Another key difference between book and film is the larger role given to the collective known as The Spacing Guild. Though significant characters, The Spacing Guild’s presence in the first of Herbert’s Dune series is just this side of Nien Nunb (or Catfish Co-Pilot) from Return Of The Jedi. Lynch’s decision to not only include them but to visually construct them in the most Lynchian-level disgusting of ways is an interesting if not slightly jarring digression. Resembling the love child of a T-Rex, Sloth from The Goonies, and a tube of meat, the Guild Navigators are absolutely hideous but also weirdly mesmerizing—a dynamic that has worked in the director’s favor for years.

When considering what kind of structure Lynch hoped to cull from an incalculably complicated source material, the criticism at the time of the film’s more visually unsettling aspects seems outdated in retrospect. The problem again lies in trying to collapse grandeur into a marketable format. There are far worse things in the movie than the unfortunate dermatological issues of Baron Harkonnen or the nurse guy whose eyes are sewn completely shut for some reason or even the inclusion of Paul’s Mentat trainer being forced to milk a cat in order to obtain the antidote for the poison that’s been introduced into his body.

One of the most divisive of Lynch’s modifications in the film is his treatment of the Weirding Way, a telepathic form of combat developed by the Bene Gesserit school of witchcraft and wizardry. In the book, Herbert goes to great lengths to describe the fighting method, which is dependent upon the psychokinetic makeup of the mind and consciousness. Not satisfied with such a primitive concept, Lynch or who the hell knows, really, decided to replace mind-to-mind combat with—wait for it—laser pistols. Laser pistols that use sound as their lasers. So instead of “Zap! Zap!” it’s “Aaaaaa-CHA”.

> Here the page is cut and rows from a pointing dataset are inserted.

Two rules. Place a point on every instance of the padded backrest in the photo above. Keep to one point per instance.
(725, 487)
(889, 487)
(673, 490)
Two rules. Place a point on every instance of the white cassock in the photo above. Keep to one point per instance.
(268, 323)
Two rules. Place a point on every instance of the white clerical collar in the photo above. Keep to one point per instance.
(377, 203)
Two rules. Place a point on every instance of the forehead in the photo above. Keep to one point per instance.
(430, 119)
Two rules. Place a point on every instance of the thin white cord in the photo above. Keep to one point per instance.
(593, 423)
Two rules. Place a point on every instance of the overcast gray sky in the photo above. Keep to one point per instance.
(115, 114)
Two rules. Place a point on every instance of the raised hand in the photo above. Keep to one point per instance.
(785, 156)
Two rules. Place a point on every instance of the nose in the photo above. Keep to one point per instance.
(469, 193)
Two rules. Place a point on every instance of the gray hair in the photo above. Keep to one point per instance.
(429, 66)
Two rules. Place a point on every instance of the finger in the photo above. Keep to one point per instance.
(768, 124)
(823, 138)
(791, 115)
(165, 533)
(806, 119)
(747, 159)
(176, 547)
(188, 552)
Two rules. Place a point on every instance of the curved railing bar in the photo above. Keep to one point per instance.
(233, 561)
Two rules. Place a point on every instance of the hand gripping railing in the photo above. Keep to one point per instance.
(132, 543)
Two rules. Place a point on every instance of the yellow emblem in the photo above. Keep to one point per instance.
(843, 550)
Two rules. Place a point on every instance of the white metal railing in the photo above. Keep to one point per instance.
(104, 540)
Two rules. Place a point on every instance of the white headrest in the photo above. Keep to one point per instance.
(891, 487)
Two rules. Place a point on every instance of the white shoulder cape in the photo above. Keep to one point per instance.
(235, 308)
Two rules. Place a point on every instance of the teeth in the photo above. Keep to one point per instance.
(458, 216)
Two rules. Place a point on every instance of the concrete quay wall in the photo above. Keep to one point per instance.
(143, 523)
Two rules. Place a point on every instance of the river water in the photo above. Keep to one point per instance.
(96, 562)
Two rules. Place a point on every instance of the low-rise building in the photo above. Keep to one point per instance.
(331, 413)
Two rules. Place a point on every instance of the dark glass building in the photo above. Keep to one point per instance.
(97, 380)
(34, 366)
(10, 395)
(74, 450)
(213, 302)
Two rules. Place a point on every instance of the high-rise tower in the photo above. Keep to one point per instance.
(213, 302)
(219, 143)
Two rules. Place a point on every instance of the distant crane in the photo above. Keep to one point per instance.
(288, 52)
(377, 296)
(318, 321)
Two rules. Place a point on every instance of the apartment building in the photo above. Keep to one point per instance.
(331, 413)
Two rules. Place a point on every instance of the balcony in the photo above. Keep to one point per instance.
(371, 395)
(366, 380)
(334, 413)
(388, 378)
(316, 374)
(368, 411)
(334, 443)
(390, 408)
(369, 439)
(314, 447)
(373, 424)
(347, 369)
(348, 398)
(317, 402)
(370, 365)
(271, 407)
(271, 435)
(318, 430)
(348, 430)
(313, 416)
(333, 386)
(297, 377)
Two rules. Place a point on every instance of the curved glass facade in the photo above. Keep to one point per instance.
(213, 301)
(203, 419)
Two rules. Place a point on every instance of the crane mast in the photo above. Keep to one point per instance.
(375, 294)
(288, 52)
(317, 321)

Aside from replacing the old standby laser sound with the deadly hazards of a rogue sneeze, Lynch’s “complete abortion of a sacred text” is really not so much. If anything, the film pares down the immense complexity of its source material to avoid allowing the film to be (even more) convoluted. For all that it misses, Lynch’s Dune makes its greatest error in background omission. Background of the Harkonnens, the Atreides, the Padishah Emperor, his daughter who provides the unnecessary hush-whisper voiceover narration, but most unfortunately, that of the Fremen.

One of the novel’s most engaging and powerfully rendered components, the backstory and cultural dissection of the Fremen is to a great extent the backbone of the entire story, providing a who that goes beyond names into a depth of character that’s rarely if ever been matched in science fiction. Details of Paul’s wife, Chani; their children; Paul’s political marriage to Princess Irulan; the expanded role of Stilgar as Paul’s Fremen mentor—there are enough layers and digression within the novel that Lynch’s real challenge came less in interpreting every one of them but in deciding which ones he could excise without damaging the central theme.

Though not to suggest that a great film adaption is impossible, Herbert’s novel was and continues to be powerful because of what it shows through the imagination of the author and the relevance it bears to the reader. No amount of filmmaking technology or budgetary expenditures will ever be able to provide Dune with the kind of scope and magnitude of its story, or at least not without sacrificing some crucial part. That’s the thing with book, too. Herbert’s carefully constructed ecology of people, plants, animals, politics, cultures, and belief systems is not unlike any ecological system where even the smallest change eventually becomes a vast deviation from the norm.

Start with: Watch the film before you read the book. That way you can abate your unhinged frustration over what the hell you just witnessed by reading the guidebook of sorts. It’s kind of like trying to put together an entertainment center without reading the instructions. It’s all fun and games until you fuck up and strip the threading on a bolt, so you consult the manual and at least have a road map to get you the rest of the way.